Window control for mmapped large file(linux, mmap)

How can we control the window in RSS when mapping a large file? Now let me explain what i mean. For example, we have a large file that exceeds RAM by several times, we do shared memory mmaping for several processes, if we access some object whose virtual address is located in this mapped memory and catch a page fault, then reading from disk, the sub-question is, will the opposite happen if we no longer use the given object? If this happens like an LRU, then what is the size of the LRU and how to control it? How is page cache involved in this case?

RSS graph

This is the RSS graph on testing instance(2 thread, 8 GB RAM) for 80 GB tar file. Where does this value of 3800 MB come from and stay stable when I run through the file after it has been mapped? How can I control it (or advise the kernel to control it)?

Solution

As long as you're not taking explicit action to lock the pages in memory, they should eventually be swapped back out automatically. The kernel basically uses a memory pressure heuristic to decide how much of physical memory to devote to swapped-in pages, and frequently rebalances as needed.

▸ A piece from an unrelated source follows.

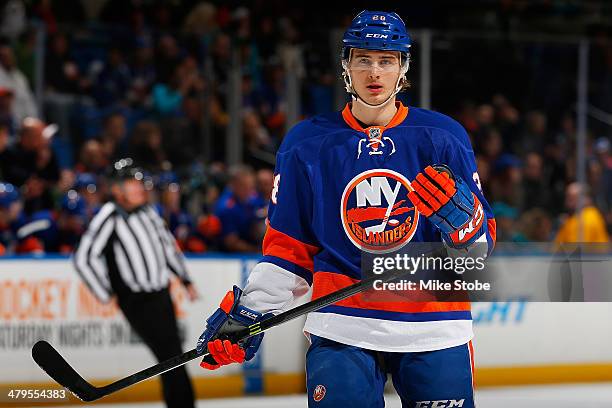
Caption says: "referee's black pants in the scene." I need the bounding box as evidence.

If you want to take a more active role in controlling this process, have a look at the madvise() system call.

This allows you to tweak the paging algorithm for your mmap, with actions like:

MADV_FREE (since Linux 4.5)
- The application no longer requires the pages in the range specified by addr and len. The kernel can thus free these pages, but the freeing could be delayed until memory pressure occurs. ...
MADV_COLD (since Linux 5.4)
- Deactivate a given range of pages. This will make the pages a more probable reclaim target should there be a memory pressure.
MADV_SEQUENTIAL
- Expect page references in sequential order. (Hence, pages in the given range can be aggressively read ahead, and may be freed soon after they are accessed.)
MADV_WILLNEED
- Expect access in the near future. (Hence, it might be a good idea to read some pages ahead.)
MADV_DONTNEED
- Do not expect access in the near future. (For the time being, the application is finished with the given range, so the kernel can free resources associated with it.) ...

Issuing an madvise(MADV_SEQUENTIAL) after creating the mmap might be sufficient to get acceptable behavior. If not, you could also intersperse some MADV_WILLNEED/MADV_DONTNEED access hints (and/or MADV_FREE/MADV_COLD) during the traversal as you pass groups of pages.